Across all 20 considered conditions, the mean ΔG ALDO * and ΔG ENO * were less than −10 kJ/mol, indicating that fructose-bisphosphate aldolase (ALDO) and enolase (ENO) are often far from equilibrium and among the best targets to control flux through central metabolism [7]. The values for ΔG ALDO * could be calculated directly from measurements as well, and these were also found to be on the same order of magnitude and far from equilibrium. These results indicate that, although ALDO and ENO are generally considered to be near equilibrium in human erythrocytes [29], this may change depending on the organism and environmental conditions. Other reactions, including pyruvate dehydrogenase (PDH), pyruvate kinase (PYK), phosphofructokinase (PFK), and glucose transport (PTS), are known to be irreversible and thus do not have a K eq in the kinetic model. These irreversible reactions were observed to have large negative ΔG j * values in all experimental conditions when in vitro measured ΔG j values in standard conditions were used (data not shown) [21].

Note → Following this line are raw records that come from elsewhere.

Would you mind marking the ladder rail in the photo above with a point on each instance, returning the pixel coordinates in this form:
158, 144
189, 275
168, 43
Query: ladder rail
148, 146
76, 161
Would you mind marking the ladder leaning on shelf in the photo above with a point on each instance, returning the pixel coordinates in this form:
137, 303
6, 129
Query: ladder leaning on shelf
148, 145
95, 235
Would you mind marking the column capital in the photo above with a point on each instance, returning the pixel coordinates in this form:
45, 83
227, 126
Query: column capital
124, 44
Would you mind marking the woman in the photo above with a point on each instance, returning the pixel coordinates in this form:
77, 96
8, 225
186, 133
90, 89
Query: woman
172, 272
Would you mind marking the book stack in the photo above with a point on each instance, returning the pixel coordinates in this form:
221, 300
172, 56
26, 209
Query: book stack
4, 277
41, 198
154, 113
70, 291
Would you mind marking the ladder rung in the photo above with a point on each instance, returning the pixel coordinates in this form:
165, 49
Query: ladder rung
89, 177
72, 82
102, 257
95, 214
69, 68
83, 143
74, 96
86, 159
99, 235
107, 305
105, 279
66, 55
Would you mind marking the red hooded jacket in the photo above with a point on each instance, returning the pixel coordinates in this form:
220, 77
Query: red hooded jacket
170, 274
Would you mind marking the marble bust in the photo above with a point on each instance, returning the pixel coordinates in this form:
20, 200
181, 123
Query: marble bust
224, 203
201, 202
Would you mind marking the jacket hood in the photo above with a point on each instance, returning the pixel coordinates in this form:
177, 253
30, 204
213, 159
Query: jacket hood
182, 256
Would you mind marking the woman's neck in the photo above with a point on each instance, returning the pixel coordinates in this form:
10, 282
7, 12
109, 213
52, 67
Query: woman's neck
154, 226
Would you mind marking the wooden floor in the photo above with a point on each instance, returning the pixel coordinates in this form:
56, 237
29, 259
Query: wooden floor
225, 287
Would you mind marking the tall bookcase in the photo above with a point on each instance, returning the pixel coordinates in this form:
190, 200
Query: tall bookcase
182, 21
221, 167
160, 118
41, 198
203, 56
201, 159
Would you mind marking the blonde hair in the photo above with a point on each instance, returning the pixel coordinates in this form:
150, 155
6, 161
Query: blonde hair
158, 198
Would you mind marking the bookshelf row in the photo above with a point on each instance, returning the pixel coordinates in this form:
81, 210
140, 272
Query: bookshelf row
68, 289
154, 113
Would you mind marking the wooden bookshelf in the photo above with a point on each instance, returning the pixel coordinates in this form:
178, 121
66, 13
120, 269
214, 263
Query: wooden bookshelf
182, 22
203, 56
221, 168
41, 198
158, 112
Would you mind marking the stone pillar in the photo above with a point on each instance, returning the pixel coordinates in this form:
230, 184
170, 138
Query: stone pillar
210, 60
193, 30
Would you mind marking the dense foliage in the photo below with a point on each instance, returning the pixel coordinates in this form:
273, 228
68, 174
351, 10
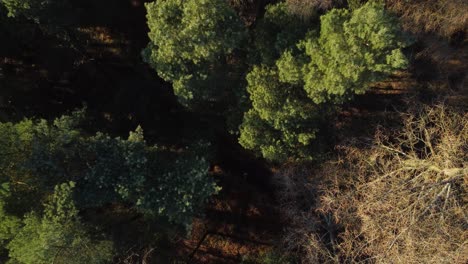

Most conditions had similar ΔG j * values for a given reaction, indicating that the same thermodynamic limitations may arise regardless of the environmental or genetic changes made to the organism. However, five reactions (ribose phosphate isomerase, RPI; transketolase, TKT2; fructose bisphosphate aldolase, ALDO; phosphoglycerate kinase, PGK; and phosphoglucose isomerase, PGI) exhibited different ΔG j * values for a few conditions, indicating that these five reactions may also control flux through central metabolism under certain conditions. However, the variation in estimated ΔG j * values for the pentose phosphate reactions (RPI and TKT2) could be due to nosier (and/or missing) metabolite concentration measurements and to larger differences between predicted and measured concentrations for metabolites in this pathway (Figure 3). ΔG j * variations could also be due to errors in estimated K eq values, since PGK and PGI both had large K eq confidence intervals (the confidence intervals for the other three reaction’s K eq values were small). For the conditions where the ΔG j * values differed the most we did not observe any consistent patterns in the data that would explain these shifts in ΔG j * values, such as high or low metabolite concentrations or high or low flux per enzyme concentration values.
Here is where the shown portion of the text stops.